Re: pg_upgrade failing for 200+ million Large Objects

public inbox for [email protected]  
help / color / mirror / Atom feed

From: Kumar, Sachin <[email protected]>
To: Tom Lane <[email protected]>
To: Robins Tharakan <[email protected]>
Cc: Nathan Bossart <[email protected]>
Cc: Jan Wieck <[email protected]>
Cc: Bruce Momjian <[email protected]>
Cc: Zhihong Yu <[email protected]>
Cc: Andrew Dunstan <[email protected]>
Cc: Magnus Hagander <[email protected]>
Cc: Robins Tharakan <[email protected]>
Cc: Peter Eisentraut <[email protected]>
Cc: [email protected] <[email protected]>
Subject: Re: pg_upgrade failing for 200+ million Large Objects
Date: Tue, 2 Jan 2024 17:33:00 +0000
Message-ID: <[email protected]> (raw)
In-Reply-To: <[email protected]>
References: <[email protected]>
	<[email protected]>
	<[email protected]>
	<[email protected]>
	<[email protected]>
	<[email protected]>
	<[email protected]>
	<[email protected]>
	<20220825003227.GA1456581@nathanxps13>
	<[email protected]>
	<20220908231807.GA2242918@nathanxps13>
	<CAAWbhmgUb8p7ff_ZX5jCvqM=ipPxbbDJTXMNVzH-Ho_CXVkRHA@mail.gmail.com>
	<[email protected]>
	<[email protected]>
	<[email protected]>
	<[email protected]>
	<[email protected]>
	<[email protected]>

> On 11/12/2023, 01:43, "Tom Lane" <[email protected] <mailto:[email protected]>> wrote:

> I had initially supposed that in a parallel restore we could
> have child workers also commit after every N TOC items, but was
> soon disabused of that idea.
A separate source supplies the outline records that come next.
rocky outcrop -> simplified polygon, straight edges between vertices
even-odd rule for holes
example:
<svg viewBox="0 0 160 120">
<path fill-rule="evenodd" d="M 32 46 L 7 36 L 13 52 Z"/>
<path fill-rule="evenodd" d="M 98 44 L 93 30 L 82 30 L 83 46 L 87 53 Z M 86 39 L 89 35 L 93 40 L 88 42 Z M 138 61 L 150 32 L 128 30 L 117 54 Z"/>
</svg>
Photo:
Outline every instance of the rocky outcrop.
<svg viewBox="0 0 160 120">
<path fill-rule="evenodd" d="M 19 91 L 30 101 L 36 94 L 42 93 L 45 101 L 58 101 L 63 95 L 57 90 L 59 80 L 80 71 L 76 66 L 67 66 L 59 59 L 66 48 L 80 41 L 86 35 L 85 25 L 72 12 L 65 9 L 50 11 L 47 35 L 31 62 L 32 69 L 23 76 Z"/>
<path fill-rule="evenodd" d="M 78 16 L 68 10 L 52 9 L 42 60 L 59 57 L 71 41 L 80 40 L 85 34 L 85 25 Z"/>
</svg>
After a worker processes a TOC
> item, any dependent items (such as index builds) might get
> dispatched to some other worker, which had better be able to
> see the results of the first worker's step. So at least in
> this implementation, we disable the multi-command-per-COMMIT
> behavior during the parallel part of the restore. Maybe that
> could be improved in future, but it seems like it'd add a
> lot more complexity, and it wouldn't make life any better for
> pg_upgrade (which doesn't use parallel pg_restore, and seems
> unlikely to want to in future).

I was not able to find email thread which details why we are not using
parallel pg_restore for pg_upgrade. IMHO most of the customer will have single large
database, and not using parallel restore will cause slow pg_upgrade.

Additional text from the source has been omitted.